In a stark reminder of bureaucratic enforcement, authorities in Madhya Pradesh have slapped a final demolition order on a storied four-story edifice in Mhow, long revered as a neighborhood icon and tied to the lineage of a prominent educational leader.
The Mhow Cantonment Board, tasked with upholding local regulations, delivered the ultimatum to the kin of Mohammad Jawad Ahmed Siddiqui, who serves as chairman of Al Falah University. The notice targets their family residence in the Kayastha area, abandoned since the early 2000s, over claims of unpermitted expansions that render the entire property non-compliant.
Erected in the 1990s by the late Mohammad Hammad Siddiqui—Jawad’s father—the building endures as “Maulana’s Building,” a moniker whispered with affection by locals. Its facade, adorned with over 25 windows and anchored by a spacious underground level, towers as a visual anchor amid the bustling lanes, symbolizing an era of quiet influence in the community.

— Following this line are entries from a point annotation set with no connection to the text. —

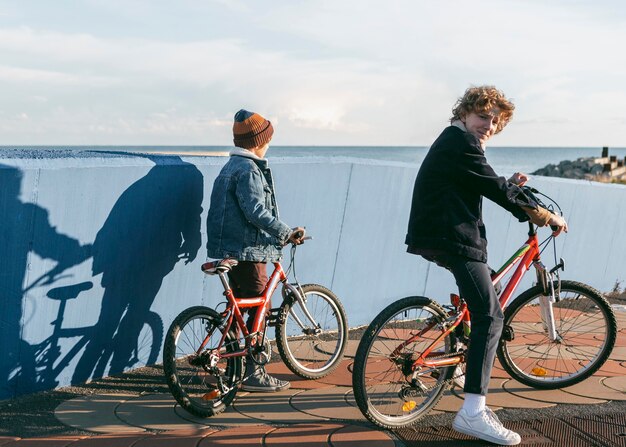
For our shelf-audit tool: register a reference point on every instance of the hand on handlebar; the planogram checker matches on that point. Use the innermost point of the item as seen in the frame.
(558, 224)
(297, 236)
(519, 179)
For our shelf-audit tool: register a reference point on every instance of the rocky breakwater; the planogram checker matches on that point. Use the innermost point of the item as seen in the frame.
(605, 169)
(582, 168)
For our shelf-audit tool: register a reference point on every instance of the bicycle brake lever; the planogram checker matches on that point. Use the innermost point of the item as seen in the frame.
(559, 266)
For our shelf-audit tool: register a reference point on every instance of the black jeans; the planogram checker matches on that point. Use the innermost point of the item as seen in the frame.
(474, 281)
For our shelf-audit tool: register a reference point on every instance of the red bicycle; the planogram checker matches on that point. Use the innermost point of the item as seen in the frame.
(556, 334)
(205, 348)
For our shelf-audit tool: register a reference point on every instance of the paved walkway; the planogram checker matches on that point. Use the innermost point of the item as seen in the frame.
(310, 413)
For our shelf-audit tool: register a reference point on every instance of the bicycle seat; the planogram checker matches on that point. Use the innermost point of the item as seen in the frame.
(223, 265)
(69, 292)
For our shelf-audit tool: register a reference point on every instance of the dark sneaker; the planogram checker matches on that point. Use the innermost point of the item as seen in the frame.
(259, 381)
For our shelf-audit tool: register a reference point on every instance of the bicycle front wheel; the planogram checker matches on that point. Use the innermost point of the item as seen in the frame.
(387, 390)
(200, 380)
(311, 339)
(585, 335)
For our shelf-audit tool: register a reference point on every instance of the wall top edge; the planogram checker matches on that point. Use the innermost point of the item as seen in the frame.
(37, 158)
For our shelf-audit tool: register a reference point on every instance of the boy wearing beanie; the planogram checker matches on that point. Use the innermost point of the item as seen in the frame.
(243, 224)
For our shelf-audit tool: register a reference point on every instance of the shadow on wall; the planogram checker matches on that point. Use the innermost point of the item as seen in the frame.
(154, 224)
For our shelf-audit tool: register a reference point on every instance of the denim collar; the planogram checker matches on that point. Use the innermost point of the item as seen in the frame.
(245, 153)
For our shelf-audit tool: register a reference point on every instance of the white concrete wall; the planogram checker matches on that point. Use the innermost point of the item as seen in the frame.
(356, 210)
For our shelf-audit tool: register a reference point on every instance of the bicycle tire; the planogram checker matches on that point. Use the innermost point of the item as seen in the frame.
(382, 384)
(585, 323)
(154, 322)
(312, 355)
(194, 385)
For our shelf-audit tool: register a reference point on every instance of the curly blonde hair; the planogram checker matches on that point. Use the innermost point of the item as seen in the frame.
(482, 99)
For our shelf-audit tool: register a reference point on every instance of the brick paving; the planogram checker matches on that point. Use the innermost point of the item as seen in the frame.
(314, 413)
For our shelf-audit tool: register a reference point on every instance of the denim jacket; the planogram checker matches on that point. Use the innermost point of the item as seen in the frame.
(243, 221)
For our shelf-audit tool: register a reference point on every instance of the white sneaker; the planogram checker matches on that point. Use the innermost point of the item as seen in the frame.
(486, 426)
(459, 377)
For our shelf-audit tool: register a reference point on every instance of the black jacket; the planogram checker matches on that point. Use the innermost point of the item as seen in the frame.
(446, 210)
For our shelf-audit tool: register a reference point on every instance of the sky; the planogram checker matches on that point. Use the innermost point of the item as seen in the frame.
(325, 72)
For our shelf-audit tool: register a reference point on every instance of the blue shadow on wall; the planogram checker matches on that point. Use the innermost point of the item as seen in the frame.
(154, 224)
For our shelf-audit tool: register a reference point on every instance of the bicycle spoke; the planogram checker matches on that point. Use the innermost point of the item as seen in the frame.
(585, 330)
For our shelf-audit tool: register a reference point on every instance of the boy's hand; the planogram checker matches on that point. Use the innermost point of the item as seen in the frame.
(519, 179)
(297, 236)
(558, 224)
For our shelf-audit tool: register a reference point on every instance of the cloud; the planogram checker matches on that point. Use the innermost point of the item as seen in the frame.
(326, 72)
(29, 76)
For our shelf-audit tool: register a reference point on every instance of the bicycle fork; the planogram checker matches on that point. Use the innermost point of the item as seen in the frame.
(315, 330)
(546, 280)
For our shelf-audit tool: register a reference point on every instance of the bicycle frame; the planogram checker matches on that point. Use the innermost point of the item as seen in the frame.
(527, 255)
(234, 314)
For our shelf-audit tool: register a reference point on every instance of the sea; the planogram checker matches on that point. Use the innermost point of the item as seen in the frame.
(504, 160)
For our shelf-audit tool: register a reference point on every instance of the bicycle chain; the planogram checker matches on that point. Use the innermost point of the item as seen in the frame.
(445, 383)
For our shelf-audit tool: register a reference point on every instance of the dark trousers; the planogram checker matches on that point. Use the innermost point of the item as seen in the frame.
(248, 280)
(474, 281)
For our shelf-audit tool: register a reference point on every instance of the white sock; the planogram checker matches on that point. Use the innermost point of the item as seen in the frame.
(474, 403)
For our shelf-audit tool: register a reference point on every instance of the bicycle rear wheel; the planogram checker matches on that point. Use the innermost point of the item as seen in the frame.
(312, 347)
(387, 391)
(202, 383)
(586, 330)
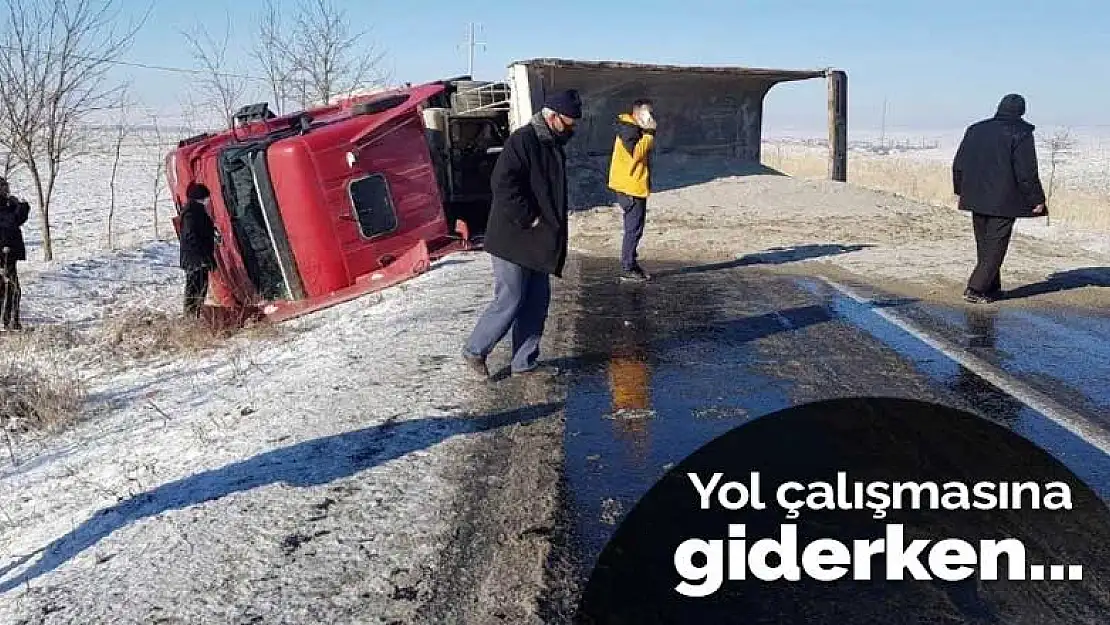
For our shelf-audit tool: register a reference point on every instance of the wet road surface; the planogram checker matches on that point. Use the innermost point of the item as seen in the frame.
(668, 365)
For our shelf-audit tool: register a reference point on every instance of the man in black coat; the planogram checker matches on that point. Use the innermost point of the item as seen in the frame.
(996, 177)
(13, 213)
(526, 235)
(198, 247)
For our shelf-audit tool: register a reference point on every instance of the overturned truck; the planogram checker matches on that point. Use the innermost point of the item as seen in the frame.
(322, 205)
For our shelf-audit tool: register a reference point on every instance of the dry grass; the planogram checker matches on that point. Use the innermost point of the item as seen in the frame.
(36, 399)
(141, 333)
(931, 182)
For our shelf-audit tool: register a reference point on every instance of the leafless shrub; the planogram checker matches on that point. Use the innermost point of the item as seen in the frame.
(53, 72)
(33, 401)
(276, 67)
(221, 90)
(319, 57)
(121, 130)
(142, 333)
(154, 140)
(1059, 144)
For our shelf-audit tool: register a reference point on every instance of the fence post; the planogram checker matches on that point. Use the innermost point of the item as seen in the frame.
(838, 124)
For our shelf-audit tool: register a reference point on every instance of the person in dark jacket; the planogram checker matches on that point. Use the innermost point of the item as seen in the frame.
(198, 247)
(996, 177)
(526, 235)
(13, 213)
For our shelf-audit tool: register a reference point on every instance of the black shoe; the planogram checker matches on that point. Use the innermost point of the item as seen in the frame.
(976, 298)
(543, 371)
(635, 274)
(476, 364)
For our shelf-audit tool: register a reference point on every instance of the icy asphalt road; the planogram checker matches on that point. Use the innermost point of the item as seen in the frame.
(407, 495)
(661, 369)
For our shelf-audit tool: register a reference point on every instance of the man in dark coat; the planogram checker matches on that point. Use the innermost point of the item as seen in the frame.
(526, 235)
(198, 247)
(13, 213)
(996, 177)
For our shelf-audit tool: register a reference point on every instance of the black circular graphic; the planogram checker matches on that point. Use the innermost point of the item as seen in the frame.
(1005, 532)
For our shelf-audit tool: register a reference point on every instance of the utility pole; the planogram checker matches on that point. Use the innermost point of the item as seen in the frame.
(883, 132)
(471, 44)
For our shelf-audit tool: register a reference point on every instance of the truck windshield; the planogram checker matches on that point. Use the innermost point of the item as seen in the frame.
(254, 219)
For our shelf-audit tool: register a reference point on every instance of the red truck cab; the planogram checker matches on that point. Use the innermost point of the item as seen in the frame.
(322, 205)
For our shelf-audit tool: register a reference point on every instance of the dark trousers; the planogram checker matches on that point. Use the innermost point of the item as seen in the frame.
(10, 293)
(195, 290)
(521, 299)
(635, 213)
(992, 240)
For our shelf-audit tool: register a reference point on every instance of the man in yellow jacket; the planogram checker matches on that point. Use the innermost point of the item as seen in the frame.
(631, 178)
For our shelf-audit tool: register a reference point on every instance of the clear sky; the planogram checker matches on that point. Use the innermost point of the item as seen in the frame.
(939, 63)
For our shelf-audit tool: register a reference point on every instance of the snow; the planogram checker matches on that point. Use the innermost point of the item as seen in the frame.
(295, 477)
(208, 470)
(305, 476)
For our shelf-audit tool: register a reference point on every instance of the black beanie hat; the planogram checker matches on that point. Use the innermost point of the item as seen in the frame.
(1012, 104)
(565, 103)
(197, 191)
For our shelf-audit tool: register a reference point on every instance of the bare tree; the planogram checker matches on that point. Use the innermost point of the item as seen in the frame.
(120, 132)
(222, 91)
(159, 165)
(53, 72)
(323, 57)
(276, 67)
(1059, 144)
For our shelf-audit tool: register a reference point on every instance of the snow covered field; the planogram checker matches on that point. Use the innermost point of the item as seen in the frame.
(217, 482)
(251, 461)
(201, 482)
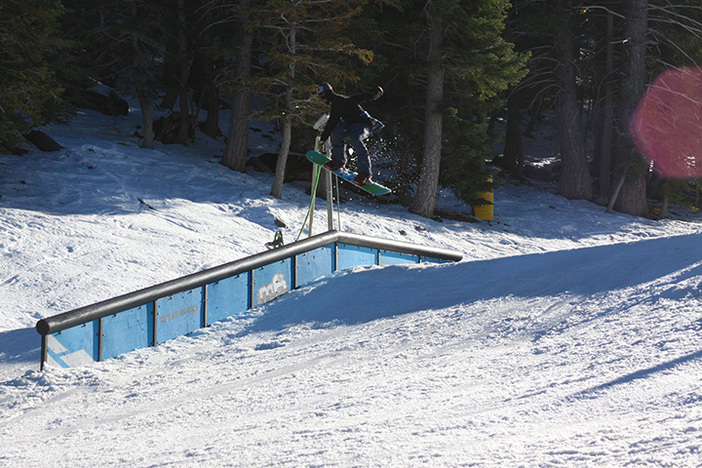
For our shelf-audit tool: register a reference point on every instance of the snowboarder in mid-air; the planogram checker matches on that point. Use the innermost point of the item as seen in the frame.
(348, 120)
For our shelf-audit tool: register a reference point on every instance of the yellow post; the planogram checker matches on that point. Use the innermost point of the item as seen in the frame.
(485, 212)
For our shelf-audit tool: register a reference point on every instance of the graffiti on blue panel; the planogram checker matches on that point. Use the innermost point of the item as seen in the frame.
(275, 288)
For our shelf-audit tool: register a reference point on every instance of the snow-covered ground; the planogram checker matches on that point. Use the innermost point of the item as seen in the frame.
(566, 336)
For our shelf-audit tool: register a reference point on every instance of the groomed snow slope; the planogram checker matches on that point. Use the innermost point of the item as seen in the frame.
(566, 336)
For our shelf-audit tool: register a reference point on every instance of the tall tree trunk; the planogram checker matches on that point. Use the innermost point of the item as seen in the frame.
(425, 199)
(606, 136)
(277, 189)
(237, 149)
(286, 138)
(632, 197)
(513, 157)
(574, 181)
(148, 120)
(184, 126)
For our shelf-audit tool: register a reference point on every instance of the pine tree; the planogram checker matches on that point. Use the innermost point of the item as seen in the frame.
(29, 90)
(447, 60)
(302, 42)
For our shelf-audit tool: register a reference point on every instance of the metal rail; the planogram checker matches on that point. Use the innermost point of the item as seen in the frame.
(137, 298)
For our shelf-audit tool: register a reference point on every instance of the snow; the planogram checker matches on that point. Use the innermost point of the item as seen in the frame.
(565, 337)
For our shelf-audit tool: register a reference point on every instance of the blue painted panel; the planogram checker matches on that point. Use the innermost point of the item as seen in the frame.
(128, 330)
(228, 297)
(271, 281)
(179, 314)
(435, 260)
(396, 258)
(351, 256)
(315, 264)
(75, 346)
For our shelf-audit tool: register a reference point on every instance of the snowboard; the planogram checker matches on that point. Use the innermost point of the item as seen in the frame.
(348, 175)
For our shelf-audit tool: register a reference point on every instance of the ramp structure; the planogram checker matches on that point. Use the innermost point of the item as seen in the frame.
(165, 311)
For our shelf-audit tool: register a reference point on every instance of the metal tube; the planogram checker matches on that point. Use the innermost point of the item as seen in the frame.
(152, 294)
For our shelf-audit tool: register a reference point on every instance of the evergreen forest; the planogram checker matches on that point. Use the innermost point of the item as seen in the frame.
(451, 70)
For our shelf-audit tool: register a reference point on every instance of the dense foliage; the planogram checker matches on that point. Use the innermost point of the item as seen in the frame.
(451, 69)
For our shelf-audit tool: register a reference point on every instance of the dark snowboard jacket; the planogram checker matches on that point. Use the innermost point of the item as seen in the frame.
(347, 109)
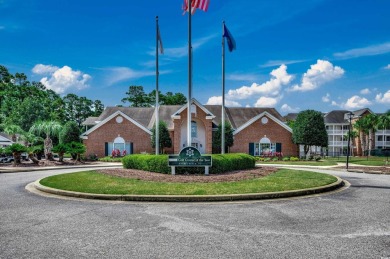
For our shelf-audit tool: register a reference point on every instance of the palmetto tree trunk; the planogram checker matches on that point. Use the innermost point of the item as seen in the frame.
(49, 128)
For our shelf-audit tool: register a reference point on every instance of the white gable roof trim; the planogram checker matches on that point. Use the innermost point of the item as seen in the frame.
(257, 117)
(101, 123)
(194, 101)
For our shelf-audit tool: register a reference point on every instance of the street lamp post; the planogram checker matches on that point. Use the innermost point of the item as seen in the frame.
(350, 116)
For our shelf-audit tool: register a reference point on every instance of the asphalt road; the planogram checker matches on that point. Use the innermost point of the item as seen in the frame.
(352, 223)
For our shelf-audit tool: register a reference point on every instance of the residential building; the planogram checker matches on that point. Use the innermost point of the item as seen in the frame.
(257, 131)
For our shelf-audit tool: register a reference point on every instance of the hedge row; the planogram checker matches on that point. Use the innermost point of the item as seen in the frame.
(221, 163)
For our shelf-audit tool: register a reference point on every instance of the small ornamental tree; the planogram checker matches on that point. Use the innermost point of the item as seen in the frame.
(164, 138)
(49, 128)
(70, 132)
(309, 130)
(60, 149)
(16, 149)
(229, 140)
(77, 148)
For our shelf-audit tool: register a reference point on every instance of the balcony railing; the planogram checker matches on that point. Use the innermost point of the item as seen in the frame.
(338, 143)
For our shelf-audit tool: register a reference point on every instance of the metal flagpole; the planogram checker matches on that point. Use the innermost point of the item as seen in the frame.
(189, 138)
(157, 95)
(223, 93)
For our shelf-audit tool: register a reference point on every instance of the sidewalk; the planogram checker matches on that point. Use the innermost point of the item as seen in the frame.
(11, 169)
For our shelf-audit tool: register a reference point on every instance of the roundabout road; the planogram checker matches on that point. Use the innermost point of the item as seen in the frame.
(352, 223)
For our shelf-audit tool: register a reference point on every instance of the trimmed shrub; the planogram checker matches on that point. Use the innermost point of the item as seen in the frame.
(110, 159)
(159, 163)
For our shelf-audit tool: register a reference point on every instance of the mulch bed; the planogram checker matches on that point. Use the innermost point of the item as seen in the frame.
(212, 178)
(368, 169)
(44, 163)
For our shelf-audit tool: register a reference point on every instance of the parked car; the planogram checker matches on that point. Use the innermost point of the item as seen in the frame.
(7, 159)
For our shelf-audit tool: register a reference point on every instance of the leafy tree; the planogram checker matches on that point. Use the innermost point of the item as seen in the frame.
(174, 99)
(98, 108)
(60, 149)
(168, 99)
(13, 130)
(384, 121)
(16, 149)
(34, 153)
(69, 132)
(49, 128)
(360, 126)
(5, 76)
(136, 97)
(229, 140)
(77, 148)
(164, 138)
(80, 108)
(309, 130)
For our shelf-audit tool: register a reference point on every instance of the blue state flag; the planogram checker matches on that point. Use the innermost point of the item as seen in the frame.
(230, 40)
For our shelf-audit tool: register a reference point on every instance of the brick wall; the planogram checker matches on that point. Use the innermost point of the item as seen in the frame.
(110, 130)
(257, 130)
(201, 116)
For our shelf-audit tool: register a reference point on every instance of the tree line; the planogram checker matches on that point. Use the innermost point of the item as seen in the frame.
(45, 122)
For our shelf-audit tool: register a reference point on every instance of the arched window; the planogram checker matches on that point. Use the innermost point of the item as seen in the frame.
(194, 129)
(265, 146)
(119, 143)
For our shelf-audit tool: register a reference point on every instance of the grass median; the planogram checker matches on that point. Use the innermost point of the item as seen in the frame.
(98, 183)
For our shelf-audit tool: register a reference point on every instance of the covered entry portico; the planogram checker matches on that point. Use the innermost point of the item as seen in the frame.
(201, 128)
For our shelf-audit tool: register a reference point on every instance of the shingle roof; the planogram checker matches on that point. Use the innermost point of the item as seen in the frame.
(90, 121)
(241, 115)
(291, 116)
(142, 115)
(237, 116)
(337, 116)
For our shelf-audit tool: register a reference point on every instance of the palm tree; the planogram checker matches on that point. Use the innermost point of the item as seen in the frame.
(371, 124)
(384, 122)
(49, 128)
(13, 130)
(360, 126)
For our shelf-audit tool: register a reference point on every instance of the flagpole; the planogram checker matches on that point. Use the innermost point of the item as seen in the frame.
(157, 95)
(223, 93)
(189, 138)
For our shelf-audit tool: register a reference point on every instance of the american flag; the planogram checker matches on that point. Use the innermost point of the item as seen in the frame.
(200, 4)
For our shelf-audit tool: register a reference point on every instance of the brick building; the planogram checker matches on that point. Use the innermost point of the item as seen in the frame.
(257, 131)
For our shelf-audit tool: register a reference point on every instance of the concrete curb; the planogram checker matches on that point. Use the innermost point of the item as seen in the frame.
(32, 169)
(193, 198)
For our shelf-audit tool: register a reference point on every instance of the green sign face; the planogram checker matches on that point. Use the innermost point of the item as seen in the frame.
(189, 156)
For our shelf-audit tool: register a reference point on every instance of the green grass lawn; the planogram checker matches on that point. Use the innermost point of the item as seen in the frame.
(93, 182)
(302, 162)
(371, 160)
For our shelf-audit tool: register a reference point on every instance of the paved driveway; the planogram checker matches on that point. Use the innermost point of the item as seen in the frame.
(353, 223)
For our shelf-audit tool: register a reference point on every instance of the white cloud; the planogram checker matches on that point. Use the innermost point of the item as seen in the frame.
(217, 100)
(41, 69)
(62, 79)
(383, 98)
(356, 102)
(118, 74)
(274, 63)
(279, 77)
(321, 72)
(242, 77)
(182, 51)
(286, 108)
(266, 102)
(326, 98)
(366, 51)
(365, 91)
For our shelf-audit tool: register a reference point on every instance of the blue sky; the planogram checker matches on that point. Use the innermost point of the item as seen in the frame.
(291, 55)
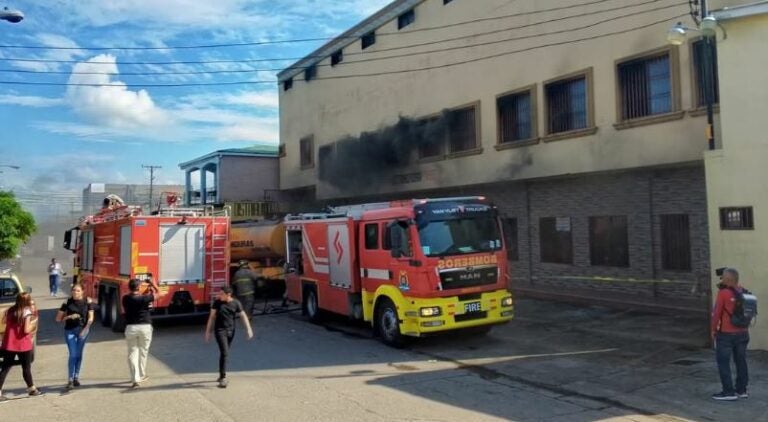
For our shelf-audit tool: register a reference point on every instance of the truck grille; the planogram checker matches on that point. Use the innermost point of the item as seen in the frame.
(470, 277)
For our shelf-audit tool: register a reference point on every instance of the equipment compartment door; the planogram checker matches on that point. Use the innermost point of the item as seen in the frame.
(340, 254)
(182, 254)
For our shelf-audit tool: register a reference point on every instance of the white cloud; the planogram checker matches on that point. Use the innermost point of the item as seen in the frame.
(30, 101)
(116, 105)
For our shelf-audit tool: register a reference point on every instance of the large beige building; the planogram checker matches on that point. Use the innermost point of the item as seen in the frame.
(576, 118)
(736, 187)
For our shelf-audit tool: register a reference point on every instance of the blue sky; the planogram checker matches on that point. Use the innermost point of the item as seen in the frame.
(65, 137)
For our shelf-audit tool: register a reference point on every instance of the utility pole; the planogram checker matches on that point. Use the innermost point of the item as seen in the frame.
(152, 169)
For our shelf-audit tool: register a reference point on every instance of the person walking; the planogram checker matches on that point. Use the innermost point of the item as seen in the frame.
(138, 328)
(54, 276)
(221, 322)
(77, 315)
(730, 340)
(18, 341)
(244, 287)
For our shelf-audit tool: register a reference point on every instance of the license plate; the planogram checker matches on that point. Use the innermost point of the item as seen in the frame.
(472, 307)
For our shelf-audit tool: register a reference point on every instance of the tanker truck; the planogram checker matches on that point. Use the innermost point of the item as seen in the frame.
(262, 244)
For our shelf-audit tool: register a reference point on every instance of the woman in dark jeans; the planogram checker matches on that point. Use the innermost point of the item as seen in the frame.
(77, 315)
(18, 341)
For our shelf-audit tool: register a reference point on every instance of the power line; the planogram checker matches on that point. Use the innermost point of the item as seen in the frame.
(372, 59)
(191, 84)
(303, 40)
(366, 53)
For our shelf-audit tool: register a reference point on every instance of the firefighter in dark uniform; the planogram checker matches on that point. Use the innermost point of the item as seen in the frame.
(244, 286)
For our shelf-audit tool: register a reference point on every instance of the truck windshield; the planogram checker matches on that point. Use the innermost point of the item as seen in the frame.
(459, 236)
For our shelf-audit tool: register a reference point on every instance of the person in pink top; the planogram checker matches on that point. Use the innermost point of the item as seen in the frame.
(730, 341)
(21, 323)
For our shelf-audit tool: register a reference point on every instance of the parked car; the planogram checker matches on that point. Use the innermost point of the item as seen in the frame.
(10, 287)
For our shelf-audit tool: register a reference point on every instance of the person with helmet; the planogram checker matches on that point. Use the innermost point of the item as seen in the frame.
(244, 286)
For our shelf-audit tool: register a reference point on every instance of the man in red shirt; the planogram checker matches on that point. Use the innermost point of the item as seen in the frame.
(729, 340)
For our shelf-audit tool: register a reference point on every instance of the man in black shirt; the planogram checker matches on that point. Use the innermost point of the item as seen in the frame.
(222, 320)
(138, 328)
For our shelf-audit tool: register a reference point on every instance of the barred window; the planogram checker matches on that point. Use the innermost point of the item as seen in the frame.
(556, 240)
(609, 241)
(645, 87)
(462, 130)
(567, 105)
(675, 242)
(698, 48)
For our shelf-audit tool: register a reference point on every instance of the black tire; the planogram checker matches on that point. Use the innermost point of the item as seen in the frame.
(388, 324)
(311, 305)
(117, 318)
(104, 307)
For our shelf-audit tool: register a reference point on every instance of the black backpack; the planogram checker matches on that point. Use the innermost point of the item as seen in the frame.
(745, 308)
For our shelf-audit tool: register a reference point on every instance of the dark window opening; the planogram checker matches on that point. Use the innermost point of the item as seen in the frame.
(337, 57)
(737, 218)
(310, 73)
(462, 131)
(556, 240)
(645, 87)
(510, 237)
(406, 19)
(675, 242)
(306, 147)
(372, 236)
(368, 40)
(515, 117)
(609, 241)
(700, 74)
(567, 105)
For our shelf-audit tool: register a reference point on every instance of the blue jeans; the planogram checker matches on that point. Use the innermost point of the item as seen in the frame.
(53, 283)
(727, 345)
(75, 344)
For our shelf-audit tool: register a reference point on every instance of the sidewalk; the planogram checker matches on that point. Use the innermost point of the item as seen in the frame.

ALSO READ : ED Arrests Al Falah Founder, Probes Possible Red Fort Blast Terror-Funding Link
Harishankar Kaloya, the cantonment’s engineer, detailed the procedural snag in a recent statement. The edifice, he noted, lingers under the original proprietor’s registration, untouched by any transfer of deed. “Cantonment statutes demand that approvals for upkeep or alterations flow solely to the documented owner,” Kaloya clarified. With no such handover, the full construct falls into the category of illicit development, prompting the board’s decisive intervention.
This administrative crackdown unfolds against a tense backdrop of heightened investigations into the Siddiqui clan, spurred by a sprawling fraud inquiry spanning multiple states. The probe gained fresh momentum following alleged ties between at least two physicians from Al Falah Medical College in Faridabad, Haryana, and a suspected terror network implicated in the November 10 explosion adjacent to Delhi’s Red Fort.
Compounding the scrutiny, law enforcement this week apprehended Jawad’s sibling, Hamud Ahmed Siddiqui, in Hyderabad. At 50, Hamud had evaded capture for over two decades, his name etched in a slew of 2000-era swindle complaints filed in Mhow. Officers describe a pattern of deceit: Hamud purportedly lured investors—often veterans from the Army and Military Engineer Services—with glittering assurances of lucrative yields via sham financial outfits, only to vanish with their funds.
Under an alias in Hyderabad’s Gachibowli district, Hamud orchestrated a stock trading venture, weaving a web of evasion that extended to mundane logistics like routing utility deliveries to off-site locations, investigators revealed. The arrest marks a pivotal turn in efforts to unravel these lingering deceptions, as authorities press forward with parallel demolitions and deeper probes into familial entanglements.